Even as there are a variety of LCNC companies in India, Mumbai-based DronaHQ is using the technology to empower engineers in building internal tools like database GUI, CRUD apps, admin panels, dashboards, etc.
The company was founded in 2007 by ex-Wipro employees Jinen Dedhia and Divyesh Kharade. It’s worth highlighting here that DronaHQ didn’t start off as an LCNC firm. Rightly so, LCNC is fairly a recent phenomenon in the IT industry. In the case of DronaHQ, the company began as a mobile application development platform with a focus on consumer internet with services like learning solutions on the go.
While the learning solutions did get the traction, the mobile OS ecosystem (think Android and iOS) wasn’t as developed as it’s today, which meant DronaHQ’s services had little scope of further diversification and development. “We learned the hard way that we were too early for the market,” Dedhia told Entrackr.
That’s when the company pivoted to building enterprise solutions.

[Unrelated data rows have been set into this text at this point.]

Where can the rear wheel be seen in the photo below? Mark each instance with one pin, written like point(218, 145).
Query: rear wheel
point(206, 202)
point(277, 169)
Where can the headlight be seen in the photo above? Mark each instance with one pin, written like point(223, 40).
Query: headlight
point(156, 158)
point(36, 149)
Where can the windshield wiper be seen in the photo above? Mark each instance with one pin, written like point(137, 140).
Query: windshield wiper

DronaHQ then began working with the likes of Wipro, WNS, and Airtel, among others. Later, the company evolved into a full-fledged application development tooling business, providing tools for developers to build apps.

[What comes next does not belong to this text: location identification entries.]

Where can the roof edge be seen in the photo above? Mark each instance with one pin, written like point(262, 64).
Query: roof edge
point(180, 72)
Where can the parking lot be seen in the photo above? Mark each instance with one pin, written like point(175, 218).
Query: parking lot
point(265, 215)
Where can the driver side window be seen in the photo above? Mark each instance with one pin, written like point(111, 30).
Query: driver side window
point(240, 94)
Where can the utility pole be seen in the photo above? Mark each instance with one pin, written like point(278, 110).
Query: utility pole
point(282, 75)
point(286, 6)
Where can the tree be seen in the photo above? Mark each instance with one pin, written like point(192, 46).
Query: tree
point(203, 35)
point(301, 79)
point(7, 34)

As far as the pivot to LCNC goes, Dedhia explained that the huge market potential has encouraged all the tech giants including Microsoft and Salesforce to enter the segment.
He added that the company has focused on hyper-segmenting, which essentially refers to proposition solutions for particular tasks or use cases such as building front-end apps. These are specifically built as internal tools. Some of these use cases include onboarding tools for merchants and customers, refund management, operations, and revenue operations, among others. This so-called hyper-segmenting has helped achieve success, Dedhia said.
DronaHQ has to date raised just $1 million in external funding, which is rare at a time when most of the startups are driven by VC funding. “I don’t think there is only one template to build a business…,” Dedhia told Entrackr while citing the example of bootstrapped Zoho in the software industry.
He disclosed that the company’s current ARR is at $2.5 million and aims to achieve $10 million by 2025.
As mentioned above, the LCNC market is huge. Even as most of the tech firms have joined the space, one of the success stories is Retool, which last year raised $45 million at a $3.02 billion valuation. Considering the market prospects, the odds are new and existing players will double down to tap into the segment.